How would I even do this to find if this converges or diverges? I tried doing the Telescoping series test but it just got really confusing.

I got as far as this using partial fraction decomposition:

$$\sum_{n=1}^\infty \frac{5}{1+n^2} + \frac{2n-5n^2}{(1+2n^2)^2}$$

$$Sequence: (\frac{5}{2}-\frac{1}{3}),(1-\frac{16}{81}),(\frac{1}{2} -\frac{29}{361}),...$$

I could really use some step by step instructions on how to do this one. Nothing seems to cancel out at all so I felt like I did it wrong. Did I even pick the right test to do it?

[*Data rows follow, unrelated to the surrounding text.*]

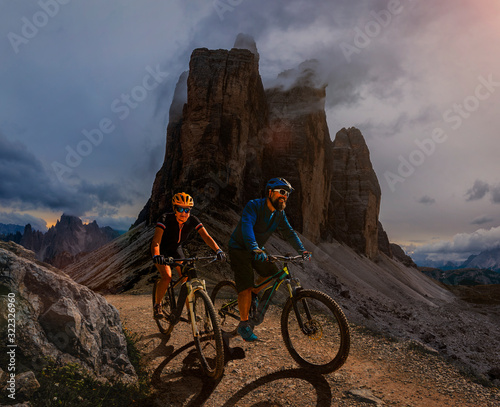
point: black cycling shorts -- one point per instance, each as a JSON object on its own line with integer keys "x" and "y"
{"x": 243, "y": 264}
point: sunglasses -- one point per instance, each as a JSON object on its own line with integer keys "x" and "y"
{"x": 283, "y": 192}
{"x": 180, "y": 210}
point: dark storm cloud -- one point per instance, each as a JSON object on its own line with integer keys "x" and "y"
{"x": 25, "y": 184}
{"x": 480, "y": 220}
{"x": 495, "y": 194}
{"x": 478, "y": 190}
{"x": 426, "y": 200}
{"x": 23, "y": 219}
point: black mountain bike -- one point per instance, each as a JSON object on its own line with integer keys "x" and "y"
{"x": 313, "y": 326}
{"x": 201, "y": 314}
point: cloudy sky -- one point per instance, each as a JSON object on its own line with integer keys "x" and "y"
{"x": 85, "y": 89}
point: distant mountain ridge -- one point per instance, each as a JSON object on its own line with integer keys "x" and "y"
{"x": 488, "y": 259}
{"x": 467, "y": 276}
{"x": 63, "y": 243}
{"x": 8, "y": 229}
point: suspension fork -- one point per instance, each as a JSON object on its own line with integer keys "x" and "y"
{"x": 293, "y": 291}
{"x": 193, "y": 286}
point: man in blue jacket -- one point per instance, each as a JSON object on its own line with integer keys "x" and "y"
{"x": 260, "y": 218}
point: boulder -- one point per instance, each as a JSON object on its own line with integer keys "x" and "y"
{"x": 60, "y": 319}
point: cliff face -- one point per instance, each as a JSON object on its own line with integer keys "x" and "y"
{"x": 62, "y": 243}
{"x": 231, "y": 136}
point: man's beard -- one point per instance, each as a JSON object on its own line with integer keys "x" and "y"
{"x": 279, "y": 204}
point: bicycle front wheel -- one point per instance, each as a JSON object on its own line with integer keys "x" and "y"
{"x": 225, "y": 299}
{"x": 164, "y": 324}
{"x": 208, "y": 336}
{"x": 315, "y": 331}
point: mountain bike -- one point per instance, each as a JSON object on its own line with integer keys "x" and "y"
{"x": 201, "y": 314}
{"x": 313, "y": 326}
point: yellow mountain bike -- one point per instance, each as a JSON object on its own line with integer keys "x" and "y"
{"x": 313, "y": 326}
{"x": 201, "y": 314}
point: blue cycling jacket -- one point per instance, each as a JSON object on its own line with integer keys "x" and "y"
{"x": 256, "y": 225}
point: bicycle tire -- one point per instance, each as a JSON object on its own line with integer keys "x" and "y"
{"x": 323, "y": 345}
{"x": 208, "y": 340}
{"x": 164, "y": 324}
{"x": 225, "y": 299}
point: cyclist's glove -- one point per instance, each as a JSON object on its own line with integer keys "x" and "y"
{"x": 306, "y": 255}
{"x": 259, "y": 255}
{"x": 221, "y": 256}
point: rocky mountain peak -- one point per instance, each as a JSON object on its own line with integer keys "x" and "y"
{"x": 232, "y": 135}
{"x": 67, "y": 239}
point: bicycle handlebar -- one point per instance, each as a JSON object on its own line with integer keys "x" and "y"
{"x": 276, "y": 257}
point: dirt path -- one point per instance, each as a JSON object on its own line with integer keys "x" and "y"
{"x": 262, "y": 374}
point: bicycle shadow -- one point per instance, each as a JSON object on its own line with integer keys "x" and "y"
{"x": 190, "y": 383}
{"x": 319, "y": 383}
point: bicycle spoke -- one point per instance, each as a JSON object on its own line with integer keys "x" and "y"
{"x": 209, "y": 338}
{"x": 320, "y": 340}
{"x": 225, "y": 300}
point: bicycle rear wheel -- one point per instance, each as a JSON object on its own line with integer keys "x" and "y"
{"x": 208, "y": 337}
{"x": 164, "y": 324}
{"x": 225, "y": 299}
{"x": 323, "y": 343}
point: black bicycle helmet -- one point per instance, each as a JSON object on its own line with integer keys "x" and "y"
{"x": 275, "y": 183}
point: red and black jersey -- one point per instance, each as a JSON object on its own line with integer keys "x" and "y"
{"x": 174, "y": 234}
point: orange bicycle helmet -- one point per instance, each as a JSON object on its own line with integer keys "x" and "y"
{"x": 182, "y": 199}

This was on a quiz I took today so a thorough explanation wouldn't get me any points.

Answer 1

You may observe that, as $n \to \infty$, $$ \frac{5+2n}{(1+2n^2)^2} \sim \frac{1}{2n^3} $$ then use the comparison test.

Answer 2

We have $$\sum_{n\geq1}\frac{5+2n}{\left(1+2n^{2}\right)^{2}}\leq\frac{5}{4}\sum_{n\geq1}\frac{1}{n^{4}}+\frac{1}{2}\sum_{n\geq1}\frac{1}{n^{3}}=\frac{5}{4}\zeta\left(4\right)+\frac{1}{2}\zeta\left(3\right)\approx1.9534. $$

Answer 3

$g(n)=(5+2n)/(1+2n^2)^2=n^{-3}(2+5n^{-1})/(2+n^{-2})^2=n^{-3}f(n)$ where $\lim_{n\to \infty}f(n)=1/2$. So for all sufficiently large $n$ we have $0<g(n)<n^{-3}$. There are many ways to show that $\sum_nn^{-s}$ converges for $s>1$ : e.g. Integral test, or Cauchy condensation test. And so $\sum_ng(n)$ converges by the comparison test.